This case involved cross-motions for summary judgment. I agree that ALLTEL may not recover its expectation under the contract as compensation for the substantial costs that it claims to have incurred in preparation for performance, and would affirm the denial of its motion for summary judgment.
I do not believe, however, that the FDIC is entitled to summary judgment as there is a triable issue of fact concerning the damages to which ALLTEL is entitled for reimbursement of its costs in preparation for performance of the contract.

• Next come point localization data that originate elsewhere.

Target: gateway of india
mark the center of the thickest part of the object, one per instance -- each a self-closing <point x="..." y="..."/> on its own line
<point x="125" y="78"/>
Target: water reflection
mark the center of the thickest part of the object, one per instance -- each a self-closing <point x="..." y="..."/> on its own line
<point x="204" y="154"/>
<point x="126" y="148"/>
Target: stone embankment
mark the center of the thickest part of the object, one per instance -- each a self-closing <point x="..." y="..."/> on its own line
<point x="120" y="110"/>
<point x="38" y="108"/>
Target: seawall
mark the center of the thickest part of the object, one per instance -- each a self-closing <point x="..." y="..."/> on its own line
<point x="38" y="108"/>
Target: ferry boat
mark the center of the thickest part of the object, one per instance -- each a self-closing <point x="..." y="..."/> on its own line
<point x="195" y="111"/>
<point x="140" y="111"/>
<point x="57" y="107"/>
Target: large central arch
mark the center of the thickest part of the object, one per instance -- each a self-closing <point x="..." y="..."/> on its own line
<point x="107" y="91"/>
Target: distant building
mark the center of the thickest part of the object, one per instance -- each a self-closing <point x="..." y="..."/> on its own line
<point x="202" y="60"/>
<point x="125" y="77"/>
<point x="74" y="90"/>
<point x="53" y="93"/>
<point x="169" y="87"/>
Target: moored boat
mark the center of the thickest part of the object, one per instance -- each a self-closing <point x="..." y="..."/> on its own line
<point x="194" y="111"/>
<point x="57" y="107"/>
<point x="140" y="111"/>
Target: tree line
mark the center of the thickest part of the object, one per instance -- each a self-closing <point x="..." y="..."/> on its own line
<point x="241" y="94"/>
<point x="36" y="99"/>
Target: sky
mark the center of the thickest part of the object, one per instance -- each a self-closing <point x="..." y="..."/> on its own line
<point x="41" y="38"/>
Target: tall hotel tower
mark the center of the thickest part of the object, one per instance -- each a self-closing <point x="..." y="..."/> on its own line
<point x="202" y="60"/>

I realize that ALLTEL limited its argument to the contention that it was entitled to the full amount it expected to receive for performance of the five-year contract, but that argument necessarily subsumed that it was entitled to the lesser amount of its actual expenditures in preparation for performance.
I disagree with the majority’s apparent conclusion that the waiver rule bars consideration of whether these preparation expenses are compensable under another theory of damages. See Maj. Op. at 1043 n. 9. This court has considered issues raised for the first time on appeal in “those cases in which the courts below were not presented with and did not consider the governing theory of law.” Aguon v. Calvo, 829 F.2d 845, 848 (1987). It is basic contract law that “the injured party has a right to damages based on his reliance interest, including expenditures made in preparation for performance or in performance,” when expectation damages are, for whatever reason, unavailable. Restatement (Second) Contracts § 349. Cases cited in the majority opinion uphold the right to such damages under FIRREA. See Nashville Lodging Co. v. RTC, 59 F.3d 236, 245-46 (D.C.Cir.1995) (holding reliance damages recoverable under FIR-REA); cf. Monrad v. FDIC, 62 F.3d 1169, 1173-74 (9th Cir.1995); McMillian v. FDIC, 81 F.3d 1041, 1053-56 (11th Cir.1996) (both finding severance pay to be earned compensation and therefore recoverable as “actual direct compensatory damages”).
*1045The record in this case, adverts to facts that, if proven, would clearly entitle ALLTEL to recover its preparation costs as direct compensatory damages under a reliance theory. I would remand this case to allow the district court to resolve this triable issue of fact.